SUPREME COURT OF THE STATE OF NEW YORK Appellate Division, Fourth Judicial Department
February 6, 2009
THE PEOPLE OF THE STATE OF NEW YORK, RESPONDENT,
CONSTANTINE JACKSON, DEFENDANT-APPELLANT.
Appeal from a resentence of the Supreme Court, Onondaga County (John J. Brunetti, A.J.), rendered October 6, 2006. Defendant was resentenced to an indeterminate term of imprisonment of 15 years to life upon his conviction of murder in the second degree.
Published by New York State Law Reporting Bureau pursuant to Judiciary Law § 431.
This opinion is uncorrected and subject to revision before publication in the Official Reports.
PRESENT: SMITH, J.P., CENTRA, FAHEY, PERADOTTO, AND PINE, JJ.
It is hereby ORDERED that the resentence so appealed from is unanimously affirmed.
Defendant was convictedupon his plea of guilty of murder in the second degree (Penal Law § 125.25 ), and he appeals from the resentence on that conviction. During the plea colloquy, Supreme Court expressed its intent to order that defendant's sentencerun consecutively to a prior undischarged sentence. Defendant stated that he understood the court's intention, and he then entered his plea of guilty. During sentencing, however, the court failed to state on the record that the sentence was to run consecutively to the prior sentence. The court granted the People's motion to correct the error after the People discovered that the sentences were running concurrently, and the court resentenced defendant to an indeterminate term of 15 years to life, to run consecutively to the prior sentence. We affirm.

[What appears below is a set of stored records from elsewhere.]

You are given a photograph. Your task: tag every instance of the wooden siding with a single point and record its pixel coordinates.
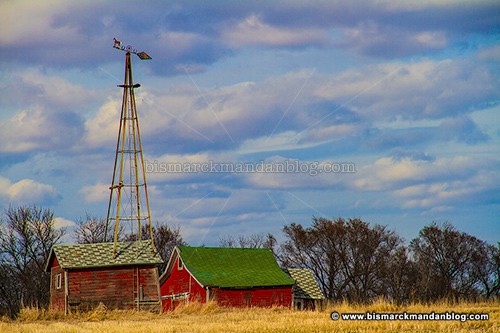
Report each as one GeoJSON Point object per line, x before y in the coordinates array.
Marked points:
{"type": "Point", "coordinates": [116, 287]}
{"type": "Point", "coordinates": [180, 287]}
{"type": "Point", "coordinates": [57, 295]}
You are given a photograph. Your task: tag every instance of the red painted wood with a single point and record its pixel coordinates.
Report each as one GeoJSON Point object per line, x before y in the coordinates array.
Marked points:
{"type": "Point", "coordinates": [178, 282]}
{"type": "Point", "coordinates": [116, 287]}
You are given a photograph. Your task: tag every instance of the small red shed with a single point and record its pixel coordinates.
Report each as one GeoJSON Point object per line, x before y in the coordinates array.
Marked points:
{"type": "Point", "coordinates": [85, 275]}
{"type": "Point", "coordinates": [231, 276]}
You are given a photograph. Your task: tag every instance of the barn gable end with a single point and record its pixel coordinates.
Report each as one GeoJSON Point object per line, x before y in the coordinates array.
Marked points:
{"type": "Point", "coordinates": [84, 275]}
{"type": "Point", "coordinates": [230, 276]}
{"type": "Point", "coordinates": [306, 292]}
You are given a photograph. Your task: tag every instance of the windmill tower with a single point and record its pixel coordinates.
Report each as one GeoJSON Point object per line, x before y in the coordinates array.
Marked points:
{"type": "Point", "coordinates": [128, 197]}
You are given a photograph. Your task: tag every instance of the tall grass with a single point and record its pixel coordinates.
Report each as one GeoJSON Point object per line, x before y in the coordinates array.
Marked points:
{"type": "Point", "coordinates": [210, 318]}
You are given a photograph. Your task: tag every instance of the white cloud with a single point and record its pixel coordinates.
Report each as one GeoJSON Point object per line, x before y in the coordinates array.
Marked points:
{"type": "Point", "coordinates": [26, 191]}
{"type": "Point", "coordinates": [37, 128]}
{"type": "Point", "coordinates": [427, 89]}
{"type": "Point", "coordinates": [95, 193]}
{"type": "Point", "coordinates": [252, 31]}
{"type": "Point", "coordinates": [32, 22]}
{"type": "Point", "coordinates": [61, 222]}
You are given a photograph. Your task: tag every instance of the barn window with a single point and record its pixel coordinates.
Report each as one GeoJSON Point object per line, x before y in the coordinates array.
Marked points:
{"type": "Point", "coordinates": [58, 281]}
{"type": "Point", "coordinates": [179, 264]}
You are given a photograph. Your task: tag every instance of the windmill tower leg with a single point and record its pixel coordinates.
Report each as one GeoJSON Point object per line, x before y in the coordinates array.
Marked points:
{"type": "Point", "coordinates": [128, 190]}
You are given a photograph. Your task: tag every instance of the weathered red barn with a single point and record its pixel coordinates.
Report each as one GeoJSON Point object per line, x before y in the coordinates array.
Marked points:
{"type": "Point", "coordinates": [85, 275]}
{"type": "Point", "coordinates": [230, 276]}
{"type": "Point", "coordinates": [307, 294]}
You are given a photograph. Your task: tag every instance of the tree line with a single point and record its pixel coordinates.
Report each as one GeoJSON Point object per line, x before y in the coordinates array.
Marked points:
{"type": "Point", "coordinates": [351, 260]}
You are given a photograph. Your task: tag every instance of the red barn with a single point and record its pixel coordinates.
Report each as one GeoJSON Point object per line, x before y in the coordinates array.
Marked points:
{"type": "Point", "coordinates": [84, 275]}
{"type": "Point", "coordinates": [231, 276]}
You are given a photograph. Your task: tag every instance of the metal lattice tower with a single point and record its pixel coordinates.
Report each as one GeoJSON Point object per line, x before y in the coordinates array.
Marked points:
{"type": "Point", "coordinates": [128, 198]}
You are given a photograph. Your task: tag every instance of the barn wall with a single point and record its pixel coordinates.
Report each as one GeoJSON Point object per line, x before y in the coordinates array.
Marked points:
{"type": "Point", "coordinates": [57, 298]}
{"type": "Point", "coordinates": [258, 296]}
{"type": "Point", "coordinates": [179, 282]}
{"type": "Point", "coordinates": [113, 286]}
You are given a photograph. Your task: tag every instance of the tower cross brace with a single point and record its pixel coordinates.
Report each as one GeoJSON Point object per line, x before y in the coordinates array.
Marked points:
{"type": "Point", "coordinates": [128, 197]}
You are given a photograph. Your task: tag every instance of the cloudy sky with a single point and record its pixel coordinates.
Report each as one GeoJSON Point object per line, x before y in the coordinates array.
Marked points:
{"type": "Point", "coordinates": [407, 92]}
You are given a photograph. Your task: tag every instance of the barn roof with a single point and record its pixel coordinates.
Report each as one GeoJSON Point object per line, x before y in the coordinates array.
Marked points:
{"type": "Point", "coordinates": [233, 267]}
{"type": "Point", "coordinates": [101, 255]}
{"type": "Point", "coordinates": [306, 285]}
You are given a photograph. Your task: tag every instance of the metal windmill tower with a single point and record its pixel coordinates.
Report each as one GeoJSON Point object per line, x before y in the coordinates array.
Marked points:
{"type": "Point", "coordinates": [128, 197]}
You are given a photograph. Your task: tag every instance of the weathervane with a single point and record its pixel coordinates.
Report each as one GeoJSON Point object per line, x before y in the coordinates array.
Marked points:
{"type": "Point", "coordinates": [119, 45]}
{"type": "Point", "coordinates": [128, 191]}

A court has the inherent power to correct its mistake in sentencing a defendant where the mistake is clear from the record and the correction fully comports with the expectations of the parties at the time of sentencing (see People v Richardson, 100 NY2d 847, 850-851; Matter of Campbell v Pesce, 60 NY2d 165, 169). Here, the record establishes that the court unequivocally expressed its intent to order that the sentence run consecutively to the prior sentence during the plea colloquy, and there is no indication that the failure to do so was anything other than a mere oversight. Because the corrected sentence conforms to the parties' expectations, the correction was proper (see People v Wright, 56 NY2d 613, 615; People v Minaya, 54 NY2d 360, 364-365, cert denied 455 US 1024; see also People v Fountaine, 8 AD3d 1107, lv denied 3 NY3d 706). We thus reject the further contention of defendant that the court abused its discretion in denying his postjudgment motion to withdraw the plea on the ground that he expected that the sentence would run concurrently with the prior sentence at the time he entered his plea (cf. People v Bobo, 41 AD3d 129, lv denied 9 NY3d 873; People v Ford, 143 AD2d 522). Indeed, on the record before us, there is no "evidence of innocence, fraud, or mistake in inducing the plea" (People v Pane, 292 AD2d 850, 850, lv denied 98 NY2d 653).